Notes to the Financial Statements
---------------------------------
1. Accounting Policies
-------------------
This period's financial information has been prepared on the basis of the
recognition and measurement requirements of International Financial Reporting
Standards ('IFRS') in issue that either are adopted by the EU and effective (or
available for early adoption) at 31 March 2006 or are expected to be adopted and
effective (or available for early adoption) at 31 March 2006, the Group's first
annual reporting date at which it is required to use accounting standards
adopted by the EU. Based on these recognition and measurement requirements,
management has made assumptions about the accounting policies expected to be
applied, when the first annual financial statements are prepared in accordance
with accounting standards adopted by the EU for the financial year ending 31
March 2006. These preliminary accounting policies are set out in the document
titled 'Explanation of the financial impact following adoption of IFRS'
published in August 2005 with the first quarter financial results.

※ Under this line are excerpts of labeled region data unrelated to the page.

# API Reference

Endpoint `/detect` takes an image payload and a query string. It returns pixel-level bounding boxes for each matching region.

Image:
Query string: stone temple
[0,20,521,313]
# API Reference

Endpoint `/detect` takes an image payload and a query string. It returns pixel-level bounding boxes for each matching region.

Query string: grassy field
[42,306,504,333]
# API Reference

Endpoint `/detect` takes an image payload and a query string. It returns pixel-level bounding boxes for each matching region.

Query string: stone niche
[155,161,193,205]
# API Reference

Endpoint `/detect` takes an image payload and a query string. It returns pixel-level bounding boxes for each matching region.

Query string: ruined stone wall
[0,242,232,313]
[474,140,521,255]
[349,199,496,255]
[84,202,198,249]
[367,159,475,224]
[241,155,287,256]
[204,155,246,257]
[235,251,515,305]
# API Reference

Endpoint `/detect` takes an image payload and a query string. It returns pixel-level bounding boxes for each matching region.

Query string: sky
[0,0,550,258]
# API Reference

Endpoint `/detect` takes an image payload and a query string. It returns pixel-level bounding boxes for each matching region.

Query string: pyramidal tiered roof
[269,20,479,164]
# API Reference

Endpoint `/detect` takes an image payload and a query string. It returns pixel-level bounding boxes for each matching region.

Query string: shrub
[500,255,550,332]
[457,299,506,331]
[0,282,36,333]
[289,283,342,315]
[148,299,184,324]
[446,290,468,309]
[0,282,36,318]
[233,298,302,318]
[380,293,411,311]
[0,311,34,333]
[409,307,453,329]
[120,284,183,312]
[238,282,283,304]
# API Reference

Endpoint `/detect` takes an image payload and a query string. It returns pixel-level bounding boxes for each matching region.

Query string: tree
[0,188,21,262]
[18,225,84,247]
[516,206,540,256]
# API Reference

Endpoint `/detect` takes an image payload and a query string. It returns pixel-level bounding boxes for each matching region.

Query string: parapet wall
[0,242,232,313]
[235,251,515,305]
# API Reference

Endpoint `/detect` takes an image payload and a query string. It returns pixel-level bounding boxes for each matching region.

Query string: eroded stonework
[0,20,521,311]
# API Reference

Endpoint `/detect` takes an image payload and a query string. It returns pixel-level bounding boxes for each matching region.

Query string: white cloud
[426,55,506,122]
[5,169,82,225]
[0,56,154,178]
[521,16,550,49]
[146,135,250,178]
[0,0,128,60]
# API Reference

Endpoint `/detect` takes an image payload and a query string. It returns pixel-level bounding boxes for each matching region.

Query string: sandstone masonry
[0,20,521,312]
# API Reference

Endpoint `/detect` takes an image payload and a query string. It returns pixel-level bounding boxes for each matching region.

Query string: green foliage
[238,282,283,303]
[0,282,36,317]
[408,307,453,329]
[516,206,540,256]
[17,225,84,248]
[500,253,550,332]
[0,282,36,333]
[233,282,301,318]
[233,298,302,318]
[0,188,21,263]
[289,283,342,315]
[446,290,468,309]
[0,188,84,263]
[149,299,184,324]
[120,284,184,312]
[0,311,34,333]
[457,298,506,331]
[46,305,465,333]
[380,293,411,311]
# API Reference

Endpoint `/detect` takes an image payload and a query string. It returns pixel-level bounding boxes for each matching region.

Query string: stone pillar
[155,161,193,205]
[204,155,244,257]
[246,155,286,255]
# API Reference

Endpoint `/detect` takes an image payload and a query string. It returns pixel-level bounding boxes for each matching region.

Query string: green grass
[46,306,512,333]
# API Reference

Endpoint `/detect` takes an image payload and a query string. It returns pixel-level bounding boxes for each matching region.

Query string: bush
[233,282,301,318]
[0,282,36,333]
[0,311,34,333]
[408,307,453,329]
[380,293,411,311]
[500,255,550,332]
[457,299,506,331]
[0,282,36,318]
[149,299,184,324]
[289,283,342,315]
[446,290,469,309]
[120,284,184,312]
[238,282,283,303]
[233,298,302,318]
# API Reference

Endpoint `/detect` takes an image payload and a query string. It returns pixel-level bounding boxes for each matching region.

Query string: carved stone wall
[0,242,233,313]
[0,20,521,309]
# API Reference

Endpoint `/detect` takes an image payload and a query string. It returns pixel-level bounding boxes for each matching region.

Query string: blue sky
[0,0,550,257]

2. Approval of the Preliminary Announcement
----------------------------------------
The Audit Committee approved the consolidated financial statements for the
quarter year ended December 31, 2005 on 3rd February, 2006.
3. Generally Accepted Accounting Policies
--------------------------------------
The Management Discussion and Analysis of Results for the quarter ended December
31, 2005 and the comparative period are based on the results reported under the
group's preliminary IFRS accounting policies, as adjusted certain for
exceptional items.
4. Ancillary Products and Services
-------------------------------
In order to more accurately reflect the structure of certain ancillary contracts
and to provide more meaningful information to users the Group has taken the
opportunity to reclassify certain ancillary revenues and costs (primarily car
hire and travel insurance). This has resulted in a reduction in revenues of
€24.2 million with a corresponding reduction in costs in the period ended 31
December 2005 (31 December 2004: €13.5million). This has resulted in an increase
in net margin of 0.4% to 20.4% in the period ended 31 December 2005 (31 December
2004 0.3% to 23.4%). Going forward the Group intends to report ancillary
revenues and costs on a basis consistent with the treatment described herein.'
5. Purchase Accounting adjustment
------------------------------
Subsequent to the acquisition of Buzz Stansted in April 2003 Ryanair
renegotiated the terms and conditions of onerous aircraft leases and agreed to
return the aircraft to the lessors in late 2004, thereby releasing Ryanair from
any remaining lease obligations at that time. Irish GAAP permitted that such an
adjustment could be made to the provisional value of the assets and liabilities
acquired as part of the original business combination; provided that the
adjustment was made either in the reporting period that the combination took
place or the first full financial period following the transaction. IFRS 3,
however, only allows such an adjustment to be made in the 12 month period
following the acquisition, and accordingly, as the event occurred more than 12
months after the acquisition date, under IFRS this adjustment is made to the
Group's income statement instead. This gives rise to a credit of €11.9m to the
income statement in the quarter to 31 December 2004.